10. At length the crisis has come. One of the French ships is disabled and leaves a gap between itself and the next. Rodney immediately pushes his ship through the gap, thus breaking the French line. In breaking the line, says an eye-witness, "we passed so near the lame French ship that I could see the gunners throwing away their sponges and hand-spikes in order to save themselves by running below." The captains coming next to the admiral follow him through the fatal gap, thus crumpling up the French centre, and placing the French flag-ship and six others between two fires.

11. De Grasse fought his flag-ship like a gallant sailor. She was the finest ship afloat carrying 106 guns and a crew of 1300 men. In vain he signalled for help. The ships that had formed his van and his rear were flying in opposite directions. The British ships, one after another, drew round the doomed ship. When his cartridges were exhausted, De Grasse ordered powder barrels to be hoisted from the hold, and loose powder to be poured into the guns with a ladle. By sunset there were but three unwounded men on the upper deck. More slain or wounded men lay around her guns than in Rodney's whole fleet. At six o'clock, the unfortunate admiral, with his own hands, hauled down his flag.

12. Six ships fell to the British, but one caught fire and burned to the water's edge, while three were so mauled that they foundered before reaching port. The battle of Saints is famous for the skilful tactics of the victor and for the important results of the victory. Combined with the successful defence of Gibraltar, it induced the allies to bring the war to a close by the Treaty of Versailles (1783). By this treaty the independence of the United States was acknowledged. But beyond the loss of her American colonies, Britain had weathered the storm with little damage to herself.
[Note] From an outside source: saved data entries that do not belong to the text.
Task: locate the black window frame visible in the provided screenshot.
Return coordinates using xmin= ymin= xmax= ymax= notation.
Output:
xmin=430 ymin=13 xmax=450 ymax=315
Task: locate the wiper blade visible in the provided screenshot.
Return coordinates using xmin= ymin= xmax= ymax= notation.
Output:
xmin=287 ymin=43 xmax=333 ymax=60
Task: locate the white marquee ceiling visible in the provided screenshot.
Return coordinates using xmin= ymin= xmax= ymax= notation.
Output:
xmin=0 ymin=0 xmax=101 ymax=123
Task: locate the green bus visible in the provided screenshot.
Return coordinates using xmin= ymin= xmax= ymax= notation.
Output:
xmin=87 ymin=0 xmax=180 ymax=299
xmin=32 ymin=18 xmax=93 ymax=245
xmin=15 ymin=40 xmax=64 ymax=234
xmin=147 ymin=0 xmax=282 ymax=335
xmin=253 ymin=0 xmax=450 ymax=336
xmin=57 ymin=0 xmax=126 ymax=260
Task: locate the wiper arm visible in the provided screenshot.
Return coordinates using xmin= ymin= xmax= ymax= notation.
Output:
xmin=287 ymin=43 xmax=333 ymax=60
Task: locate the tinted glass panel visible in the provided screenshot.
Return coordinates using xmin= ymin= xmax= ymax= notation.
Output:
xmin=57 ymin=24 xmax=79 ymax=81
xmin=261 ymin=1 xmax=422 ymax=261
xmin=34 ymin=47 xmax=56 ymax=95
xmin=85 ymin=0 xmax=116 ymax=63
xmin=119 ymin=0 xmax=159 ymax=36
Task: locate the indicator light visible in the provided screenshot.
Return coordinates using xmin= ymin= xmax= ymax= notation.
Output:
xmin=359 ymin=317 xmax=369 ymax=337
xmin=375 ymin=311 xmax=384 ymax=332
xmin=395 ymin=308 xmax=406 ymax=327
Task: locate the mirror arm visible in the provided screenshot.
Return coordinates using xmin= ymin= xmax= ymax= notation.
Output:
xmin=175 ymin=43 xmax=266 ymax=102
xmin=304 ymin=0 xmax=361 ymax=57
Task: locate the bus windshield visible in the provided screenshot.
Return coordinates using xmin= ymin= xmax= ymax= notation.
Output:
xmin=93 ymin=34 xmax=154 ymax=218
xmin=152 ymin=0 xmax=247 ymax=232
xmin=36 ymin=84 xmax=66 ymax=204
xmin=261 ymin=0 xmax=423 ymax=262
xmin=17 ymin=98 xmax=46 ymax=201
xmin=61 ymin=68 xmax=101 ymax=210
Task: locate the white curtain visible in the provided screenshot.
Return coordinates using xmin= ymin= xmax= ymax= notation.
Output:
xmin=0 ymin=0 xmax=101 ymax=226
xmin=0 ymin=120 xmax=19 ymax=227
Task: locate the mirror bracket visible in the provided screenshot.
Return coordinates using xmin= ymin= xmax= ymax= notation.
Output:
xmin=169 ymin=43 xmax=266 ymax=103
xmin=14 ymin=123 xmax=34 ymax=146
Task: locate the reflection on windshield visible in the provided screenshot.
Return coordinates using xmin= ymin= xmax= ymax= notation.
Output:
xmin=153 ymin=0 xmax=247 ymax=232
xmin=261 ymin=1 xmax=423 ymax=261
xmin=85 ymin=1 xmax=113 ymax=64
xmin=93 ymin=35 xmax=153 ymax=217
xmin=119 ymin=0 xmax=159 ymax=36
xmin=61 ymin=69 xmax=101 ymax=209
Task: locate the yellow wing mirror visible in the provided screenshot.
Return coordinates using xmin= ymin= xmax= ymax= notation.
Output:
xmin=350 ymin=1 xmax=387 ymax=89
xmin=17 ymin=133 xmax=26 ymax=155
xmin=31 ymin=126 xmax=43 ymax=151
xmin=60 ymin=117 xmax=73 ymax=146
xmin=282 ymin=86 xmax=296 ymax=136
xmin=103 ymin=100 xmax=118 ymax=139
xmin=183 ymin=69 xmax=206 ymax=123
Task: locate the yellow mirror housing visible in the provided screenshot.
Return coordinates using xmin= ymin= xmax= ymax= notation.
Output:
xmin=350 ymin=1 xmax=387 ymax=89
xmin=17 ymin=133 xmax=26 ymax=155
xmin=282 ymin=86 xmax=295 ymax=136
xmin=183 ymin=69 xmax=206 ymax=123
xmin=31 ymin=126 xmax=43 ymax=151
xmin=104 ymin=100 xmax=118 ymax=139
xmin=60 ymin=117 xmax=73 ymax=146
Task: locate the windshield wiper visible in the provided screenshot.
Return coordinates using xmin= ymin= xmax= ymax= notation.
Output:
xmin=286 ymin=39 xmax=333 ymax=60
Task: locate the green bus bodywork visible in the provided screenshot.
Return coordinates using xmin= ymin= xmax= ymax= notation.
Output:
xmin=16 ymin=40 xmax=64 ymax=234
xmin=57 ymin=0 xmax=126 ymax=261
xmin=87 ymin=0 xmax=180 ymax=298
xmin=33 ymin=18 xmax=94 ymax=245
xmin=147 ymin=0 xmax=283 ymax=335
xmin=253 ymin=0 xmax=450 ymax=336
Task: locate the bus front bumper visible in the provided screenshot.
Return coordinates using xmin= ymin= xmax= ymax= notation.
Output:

13. The forcible separation, however, between the mother-country and her colonies bequeathed for many generations a feeling of bitterness between the two nations. But a better day has now dawned. A new bond of sympathy has arisen between them as two branches of the same Anglo-Saxon race. They are divided by a wide ocean, but at critical times it has been plainly proved that "blood is thicker than water." A voice has passed across the ocean from either side, and this is the message it tells:—

"Kinsmen, hail!
We severed have been too long:
Now let us have done with a worn-out tale,
The tale of an ancient wrong,
And our friendship last long as Love doth last,
And be stronger than death is strong."

(3) AUSTRALASIA BROUGHT TO LIGHT.

1. Britain had now lost her chief colonies in the New World, but a newer world was waiting for her to occupy. This newer world was Australia, whose existence was not known until fifty years after Columbus made his famous discovery. The first to get a glimpse of Australia were the Dutch, who called it New Holland; but they only touched on its northern and western coasts, and knew nothing of the extent and character of the interior. To a Dutchman also, named Tasman, is due the honour of having first lighted on New Zealand and Tasmania, but he did little or nothing in exploring these lands and mapping out their coasts. It was reserved for an Englishman, the famous Captain Cook, to explore the coasts and definitely fix the situation of those southern lands that now form so important a part of King Edward's Realm.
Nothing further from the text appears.